The lettuce will cross the Atlantic with Christopher Columbus who will bring seeds during his first trips to America. Until the mid XX th  century, there will cultivate and consume all types of lettuce, many varieties are found today.

The introduction in 1941 of the iceberg (a firmer and larger variant of the European Batavia) completely transformed the markets. We had finally found a lettuce that supported the constraints of industrial culture, survived long journeys intended to make it cross a continent, even an ocean, and kept infinitely longer than all other known varieties.

Since then, iceberg lettuce has dominated the North American market (it occupied 73% of the market in 2000) and is on the way to establish itself in Europe, despite being much less nutritious than the other varieties. However, in recent years its consumption has decreased in favor of other varieties, the Roman in particular.

Organic gardening

Long live the great outdoors!
The lettuce grown in the open air possess a high content of phenolic compounds, compared to those grown in greenhouse 25 . A study in Brazil has shown that hydroponically grown lettuces contain slightly less carotenoids than conventionally grown lettuces 19 .

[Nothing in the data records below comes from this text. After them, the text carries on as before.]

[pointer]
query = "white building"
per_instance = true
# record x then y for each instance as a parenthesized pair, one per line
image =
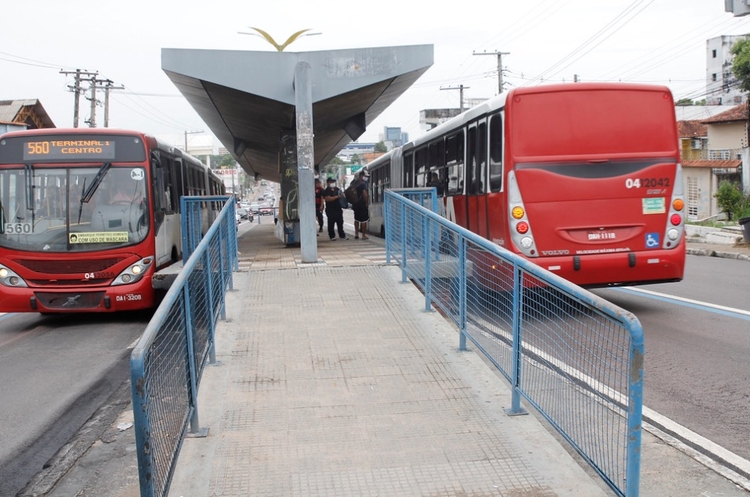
(721, 85)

Lettuce with white seeds (there are browns and blacks) needs light to germinate. So we will not cover it with soil, but we will pack it well against the damp soil so that it does not dry out.

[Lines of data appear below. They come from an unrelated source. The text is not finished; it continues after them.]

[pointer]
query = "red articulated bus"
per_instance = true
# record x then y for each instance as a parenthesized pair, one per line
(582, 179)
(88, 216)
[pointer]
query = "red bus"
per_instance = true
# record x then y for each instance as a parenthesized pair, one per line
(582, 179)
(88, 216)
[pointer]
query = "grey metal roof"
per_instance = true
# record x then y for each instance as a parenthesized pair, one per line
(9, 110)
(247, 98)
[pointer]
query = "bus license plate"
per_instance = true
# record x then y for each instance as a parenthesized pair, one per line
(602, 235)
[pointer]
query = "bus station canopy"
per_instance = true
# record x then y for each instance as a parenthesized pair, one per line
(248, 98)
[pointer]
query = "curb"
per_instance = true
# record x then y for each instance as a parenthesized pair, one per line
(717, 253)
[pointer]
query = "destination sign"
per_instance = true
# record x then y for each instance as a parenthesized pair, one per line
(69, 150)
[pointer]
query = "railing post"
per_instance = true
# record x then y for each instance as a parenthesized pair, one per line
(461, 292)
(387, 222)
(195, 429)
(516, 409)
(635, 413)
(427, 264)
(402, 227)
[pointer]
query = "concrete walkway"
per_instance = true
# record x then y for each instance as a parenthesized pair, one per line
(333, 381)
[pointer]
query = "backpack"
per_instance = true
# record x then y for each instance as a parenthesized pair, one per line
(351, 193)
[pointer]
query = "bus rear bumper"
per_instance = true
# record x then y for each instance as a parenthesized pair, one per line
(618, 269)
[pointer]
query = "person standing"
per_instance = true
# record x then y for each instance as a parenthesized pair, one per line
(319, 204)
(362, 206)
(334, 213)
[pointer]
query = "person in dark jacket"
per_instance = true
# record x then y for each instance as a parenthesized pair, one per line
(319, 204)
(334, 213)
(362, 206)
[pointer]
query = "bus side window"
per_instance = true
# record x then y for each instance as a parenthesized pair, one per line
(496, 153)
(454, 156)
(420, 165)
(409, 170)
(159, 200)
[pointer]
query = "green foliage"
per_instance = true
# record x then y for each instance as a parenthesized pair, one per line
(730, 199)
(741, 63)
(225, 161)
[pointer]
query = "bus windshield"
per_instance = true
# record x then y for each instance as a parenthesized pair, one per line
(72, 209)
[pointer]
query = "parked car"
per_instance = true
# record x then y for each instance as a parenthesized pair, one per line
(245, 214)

Plant of cool climate and short photoperiod , it is cultivated especially in spring and autumn. During the summer , you can try the culture of the Roman, slightly less sensitive to heat. It will be protected from hot rays with a shade house allowing only 50% of the light to filter through. We can also sow successive lettuce to cut every 2 weeks, and harvest the leaves when the plant is very young before it has time to go to seed. Finally, some cultivars are relatively resistant to the rise in seeds.

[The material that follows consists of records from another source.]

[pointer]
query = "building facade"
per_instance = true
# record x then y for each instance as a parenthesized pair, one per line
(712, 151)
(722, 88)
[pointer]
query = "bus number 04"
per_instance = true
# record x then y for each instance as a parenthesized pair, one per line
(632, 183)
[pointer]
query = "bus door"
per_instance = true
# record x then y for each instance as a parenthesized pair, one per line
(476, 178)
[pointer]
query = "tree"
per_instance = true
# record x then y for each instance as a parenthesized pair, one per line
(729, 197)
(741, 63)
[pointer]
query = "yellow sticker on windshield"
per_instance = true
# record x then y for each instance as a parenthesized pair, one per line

Fertilize the soil well and water often to quickly bring the plants to maturity.

For early production , start the plants in containers indoors 6 to 8 weeks before the last gels. Transplant 3 or 4 weeks later into the ground (the plant is not afraid of frost). Protect against wind and extreme cold with a geotextile fabric.

pH: 6.0 to 7.0

Spacing: from 10 cm to 15 cm for the lettuce to be cut, from 15 cm to 20 cm for the others. When the plants expand until touching, remove 1 of 2.

Irrigation: contrary to what is recommended for most vegetable plants, lettuce prefers frequent, but shallow watering.

Insects: at the end of the season, aphids are to be feared, in particular because they are vectors of the mosaic virus, against which nothing can be done. Treat with insecticidal soap as soon as they appear. The slugs can also cause problems. Limit their proliferation with diatomaceous earth, eggshells or containers filled with beer and placed at the foot of the plants. Garlic extract has also been shown to be effective against this gastropod.

Diseases: scorching of the edge of the leaves and root rot can be minimized by ensuring that air circulates well between the plants and by watering the surface frequently.

Ecology and environment

Lettuce is one of the vegetables that receives the most chemical treatments – herbicides, insecticides and, most importantly, fungicides – during its growth. This encourages many people to look for organic products which, unfortunately, are generally more expensive. Indeed, organic market gardeners lose a large proportion of their lettuce due to diseases and insects that attack it, which inevitably leads to an increase in the retail price.

Various solutions are currently being tested in order to reduce the frequency and intensity of these attacks. The biofimugation , for example, is to bury in the ground, the year before growing lettuce plants with antifungal properties, particularly cruciferous (cabbage family).

Another approach is to practice on seed technology energy healing ( energy healing ) that some practitioners use to treat humans. This extremely controversial practice would aim to strengthen the immune defenses written into the plant’s DNA . The technique has been tried with some success, albeit on a small scale.